Archive for August, 2008

Convert email addresses in source HTML to images without modifying the source?

Thursday, August 7th, 2008

Yes, you can with PHP and Apache 2.2.7 and higher!

The goal of this project was to output web pages with images of email addresses so that the source didn’t contain any information that a spam bot could harvest – but at the same time allow the source code to contain standard markup

<a href="mailto:somebody@somewhere.com">somebody@somewhere.com</a>

or even stand-alone email addresses like

somebody@somewhere.com

without any additional modifications.

Sound like a contradiction?  Maybe, but it can be done quite easily!

Email Spam Harvester Background
So if you are here reading this post, you should already know about spam bots and some of the ways they harvest email addresses.  If not, here is a great summary, study and discussion of various methods to obfuscate email addresses.  Unfortunately, the study didn’t involve images of email addresses, however images of email addresses have been proven to be very difficult for spam bots to process without advanced OCR (optical character recognition), which slows down the bots considerably.

Images of Email Addresses
Creating images of email addresses to spam-proof web pages is not a new concept.  And it has been proven to be very successful.  However, it does have some drawbacks.

  1. Usability - An image of an email address should be just that, and image.  Not a fully functional mailto link that contains the image of the email address.  The mailto link will contain the email address and just like that, the spam bots will also have the email address.  This means that an email address must be retyped in the email client.  Because the email address is an image, it cannot even be copy/pasted into the email client.
  2. Accessibility - What if the user is vision impaired?  Showing them an image on the screen isn’t going to help!  However, I work around this accessibility issue by providing an ALT attribute to the image tag which contains a munged version of the email address (ie somebody AT somewhere DOT com) and this way aural browsers can still read out the email address.
  3. Ease of use – The image of the email address must somehow be generated.  Most web authors are not going to want to manually create images, especially when their site may contain hundreds if not thousands of email addresses.Scripts can also be used to dynamically create images of email addresses, but how do you relay the email address to the script from the source code without revealing it to spam bots?  There are some methods, one of which is used in the technique described in this post.Even if you do use server-side scripting to generate images of email addresses, most likely changes will need to be made at the source level. That isn’t easy for people who use content management systems and programs like Adobe Contribute to do distributed web authoring and may know little to nothing about HTML markup, let alone a scripting language like PHP or ASP.

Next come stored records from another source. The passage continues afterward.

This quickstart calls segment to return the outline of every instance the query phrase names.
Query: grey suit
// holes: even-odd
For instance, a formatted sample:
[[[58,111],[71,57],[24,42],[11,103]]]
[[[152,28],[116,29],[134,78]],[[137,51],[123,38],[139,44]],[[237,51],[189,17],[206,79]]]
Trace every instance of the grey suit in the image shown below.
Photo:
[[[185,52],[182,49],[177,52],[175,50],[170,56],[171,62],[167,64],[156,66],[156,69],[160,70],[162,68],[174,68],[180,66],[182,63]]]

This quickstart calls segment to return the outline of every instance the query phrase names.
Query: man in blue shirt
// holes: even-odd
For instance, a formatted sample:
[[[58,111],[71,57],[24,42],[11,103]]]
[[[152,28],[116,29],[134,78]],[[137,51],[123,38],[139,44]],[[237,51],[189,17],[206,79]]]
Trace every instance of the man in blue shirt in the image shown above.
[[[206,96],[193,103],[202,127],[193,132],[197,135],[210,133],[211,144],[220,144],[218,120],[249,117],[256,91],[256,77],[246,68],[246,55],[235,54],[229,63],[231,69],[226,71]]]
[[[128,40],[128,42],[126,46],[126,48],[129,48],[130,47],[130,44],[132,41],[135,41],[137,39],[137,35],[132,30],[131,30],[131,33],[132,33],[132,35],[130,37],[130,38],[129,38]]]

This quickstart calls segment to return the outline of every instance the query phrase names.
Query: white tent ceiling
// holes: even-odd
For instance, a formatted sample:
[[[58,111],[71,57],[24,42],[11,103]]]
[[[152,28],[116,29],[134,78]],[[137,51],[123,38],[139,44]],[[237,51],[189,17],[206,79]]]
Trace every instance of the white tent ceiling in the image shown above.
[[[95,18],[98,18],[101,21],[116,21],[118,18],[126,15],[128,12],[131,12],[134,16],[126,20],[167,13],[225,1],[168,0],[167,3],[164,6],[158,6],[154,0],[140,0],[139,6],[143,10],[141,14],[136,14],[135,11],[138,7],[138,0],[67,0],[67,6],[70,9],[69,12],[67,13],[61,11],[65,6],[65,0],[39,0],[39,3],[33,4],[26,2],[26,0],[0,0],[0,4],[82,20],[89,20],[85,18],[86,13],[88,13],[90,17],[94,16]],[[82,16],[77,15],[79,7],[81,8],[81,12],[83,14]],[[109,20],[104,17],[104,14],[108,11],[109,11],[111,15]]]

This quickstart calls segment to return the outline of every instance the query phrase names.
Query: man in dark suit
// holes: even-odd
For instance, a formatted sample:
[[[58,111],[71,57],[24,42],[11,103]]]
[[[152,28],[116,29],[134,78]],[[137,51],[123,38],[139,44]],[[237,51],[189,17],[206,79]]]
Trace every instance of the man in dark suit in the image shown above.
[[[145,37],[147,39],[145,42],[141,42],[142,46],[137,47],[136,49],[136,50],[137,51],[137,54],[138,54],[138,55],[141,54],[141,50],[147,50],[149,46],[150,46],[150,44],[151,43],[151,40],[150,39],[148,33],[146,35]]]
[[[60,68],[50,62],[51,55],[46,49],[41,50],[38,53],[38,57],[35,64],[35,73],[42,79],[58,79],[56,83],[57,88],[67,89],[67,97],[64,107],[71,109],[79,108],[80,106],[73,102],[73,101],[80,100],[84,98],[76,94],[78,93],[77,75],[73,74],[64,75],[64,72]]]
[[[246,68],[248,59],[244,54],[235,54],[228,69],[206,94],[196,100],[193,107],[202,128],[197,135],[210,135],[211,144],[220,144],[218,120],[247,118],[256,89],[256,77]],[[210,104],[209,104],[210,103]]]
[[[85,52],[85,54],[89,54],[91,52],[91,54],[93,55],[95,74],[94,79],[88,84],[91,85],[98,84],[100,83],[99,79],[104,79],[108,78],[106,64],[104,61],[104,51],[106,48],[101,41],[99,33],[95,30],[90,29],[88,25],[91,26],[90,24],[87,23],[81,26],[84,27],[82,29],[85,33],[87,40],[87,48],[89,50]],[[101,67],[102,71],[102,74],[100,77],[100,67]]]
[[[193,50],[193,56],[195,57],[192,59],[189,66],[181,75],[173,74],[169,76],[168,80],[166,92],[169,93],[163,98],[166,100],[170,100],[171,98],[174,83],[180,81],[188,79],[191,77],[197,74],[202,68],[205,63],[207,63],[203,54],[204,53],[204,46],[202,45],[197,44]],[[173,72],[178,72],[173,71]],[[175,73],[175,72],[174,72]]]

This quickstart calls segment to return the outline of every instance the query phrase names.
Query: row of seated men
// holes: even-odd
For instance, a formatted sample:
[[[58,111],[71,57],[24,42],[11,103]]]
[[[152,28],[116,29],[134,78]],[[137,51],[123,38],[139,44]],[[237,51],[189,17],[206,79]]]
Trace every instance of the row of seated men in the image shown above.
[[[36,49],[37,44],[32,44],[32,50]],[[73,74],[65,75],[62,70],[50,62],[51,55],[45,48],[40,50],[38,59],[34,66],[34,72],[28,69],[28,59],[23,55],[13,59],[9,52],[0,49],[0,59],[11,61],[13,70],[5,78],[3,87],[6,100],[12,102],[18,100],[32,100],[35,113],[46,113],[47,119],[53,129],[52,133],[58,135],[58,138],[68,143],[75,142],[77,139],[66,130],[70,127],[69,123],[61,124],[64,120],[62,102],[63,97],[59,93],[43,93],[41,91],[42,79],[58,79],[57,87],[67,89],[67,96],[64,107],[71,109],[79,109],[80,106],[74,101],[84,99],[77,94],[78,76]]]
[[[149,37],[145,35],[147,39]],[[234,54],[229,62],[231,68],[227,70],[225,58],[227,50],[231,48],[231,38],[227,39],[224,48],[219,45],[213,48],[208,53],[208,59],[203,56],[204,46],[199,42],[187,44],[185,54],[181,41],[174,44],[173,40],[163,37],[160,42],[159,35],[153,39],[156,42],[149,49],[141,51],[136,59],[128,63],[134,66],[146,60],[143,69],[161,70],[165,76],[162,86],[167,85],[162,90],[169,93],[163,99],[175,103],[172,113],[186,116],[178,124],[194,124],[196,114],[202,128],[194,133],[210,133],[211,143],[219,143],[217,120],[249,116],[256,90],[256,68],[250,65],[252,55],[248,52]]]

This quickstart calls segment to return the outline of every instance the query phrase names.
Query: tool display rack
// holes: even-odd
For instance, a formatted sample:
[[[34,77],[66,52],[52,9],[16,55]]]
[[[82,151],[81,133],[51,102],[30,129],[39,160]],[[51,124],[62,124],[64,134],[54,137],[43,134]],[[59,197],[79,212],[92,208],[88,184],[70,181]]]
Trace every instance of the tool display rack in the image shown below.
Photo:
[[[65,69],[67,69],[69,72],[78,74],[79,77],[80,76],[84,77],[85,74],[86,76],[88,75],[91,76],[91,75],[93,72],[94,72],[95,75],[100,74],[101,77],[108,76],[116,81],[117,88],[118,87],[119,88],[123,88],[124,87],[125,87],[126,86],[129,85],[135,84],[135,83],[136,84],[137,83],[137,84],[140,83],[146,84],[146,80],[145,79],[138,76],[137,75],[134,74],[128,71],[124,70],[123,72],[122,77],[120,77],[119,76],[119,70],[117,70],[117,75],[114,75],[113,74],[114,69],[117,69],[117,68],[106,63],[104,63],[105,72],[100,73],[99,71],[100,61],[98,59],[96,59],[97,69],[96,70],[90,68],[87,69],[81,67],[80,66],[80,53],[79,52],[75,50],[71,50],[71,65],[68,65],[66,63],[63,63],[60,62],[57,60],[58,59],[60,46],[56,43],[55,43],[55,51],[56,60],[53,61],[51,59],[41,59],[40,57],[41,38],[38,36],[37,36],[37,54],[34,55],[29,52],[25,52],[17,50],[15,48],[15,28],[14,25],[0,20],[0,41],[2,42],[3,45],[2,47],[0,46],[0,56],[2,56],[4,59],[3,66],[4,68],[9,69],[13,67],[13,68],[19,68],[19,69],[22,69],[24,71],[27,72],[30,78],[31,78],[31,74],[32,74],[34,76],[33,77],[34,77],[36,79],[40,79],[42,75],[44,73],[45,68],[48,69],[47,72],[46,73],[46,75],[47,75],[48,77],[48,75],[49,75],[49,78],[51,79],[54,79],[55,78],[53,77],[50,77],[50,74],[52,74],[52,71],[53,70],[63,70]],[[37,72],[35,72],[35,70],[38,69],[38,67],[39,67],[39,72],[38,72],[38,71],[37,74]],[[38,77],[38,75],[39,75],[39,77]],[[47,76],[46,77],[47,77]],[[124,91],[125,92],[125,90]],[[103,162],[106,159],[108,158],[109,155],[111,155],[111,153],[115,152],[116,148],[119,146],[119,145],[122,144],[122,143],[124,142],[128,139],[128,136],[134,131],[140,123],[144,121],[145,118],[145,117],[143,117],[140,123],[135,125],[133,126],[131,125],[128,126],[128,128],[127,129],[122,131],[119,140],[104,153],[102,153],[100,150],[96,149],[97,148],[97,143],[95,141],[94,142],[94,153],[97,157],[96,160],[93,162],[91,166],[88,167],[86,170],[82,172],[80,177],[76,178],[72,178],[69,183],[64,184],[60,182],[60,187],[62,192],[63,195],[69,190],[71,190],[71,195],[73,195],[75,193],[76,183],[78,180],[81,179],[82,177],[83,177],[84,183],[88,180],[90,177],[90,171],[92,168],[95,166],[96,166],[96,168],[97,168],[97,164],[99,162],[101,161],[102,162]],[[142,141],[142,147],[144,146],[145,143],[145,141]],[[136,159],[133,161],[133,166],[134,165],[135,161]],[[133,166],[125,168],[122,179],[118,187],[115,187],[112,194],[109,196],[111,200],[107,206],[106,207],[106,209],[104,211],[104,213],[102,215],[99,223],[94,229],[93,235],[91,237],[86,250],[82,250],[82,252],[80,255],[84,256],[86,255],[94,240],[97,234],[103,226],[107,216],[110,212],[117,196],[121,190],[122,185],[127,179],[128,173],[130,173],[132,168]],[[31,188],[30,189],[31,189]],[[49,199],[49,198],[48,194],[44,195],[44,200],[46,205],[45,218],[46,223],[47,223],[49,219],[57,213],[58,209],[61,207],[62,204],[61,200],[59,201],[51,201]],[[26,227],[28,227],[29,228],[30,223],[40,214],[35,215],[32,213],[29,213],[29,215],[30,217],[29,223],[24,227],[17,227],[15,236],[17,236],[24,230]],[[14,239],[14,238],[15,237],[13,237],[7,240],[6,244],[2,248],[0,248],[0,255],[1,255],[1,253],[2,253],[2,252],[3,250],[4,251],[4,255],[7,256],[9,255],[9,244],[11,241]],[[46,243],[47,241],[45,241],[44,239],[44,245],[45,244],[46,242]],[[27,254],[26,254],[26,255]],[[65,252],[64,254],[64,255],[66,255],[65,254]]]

In this example, I use a simple PHP script to convert passed URL variables which contain various parts of the email address into an image image that the script outputs.

Apache mod_substitution
Apache’s mod_substitute provides a mechanism to perform both regular expression and fixed string substitutions on response bodies.  This is the key peice of functionality to pull off a seamless, on-the-fly transformation of source code that spam bots could take advantage of to source code that will make the page better protected from spam bots.

Putting it All Together
So now that we’ve covered the two main peices to the puzzle (the Apache regular expression substitution and the PHP image generation routine, let’s bring it all together.

  1. Apache – We’ll start with the Apache changes first.  You only need to add three configuration lines.The first is making sure you are loading mod_substitute into Apache:
    LoadModule substitute_module modules/mod_substitute.so

    Otherwise, the next three lines will cause an error when you restart Apache.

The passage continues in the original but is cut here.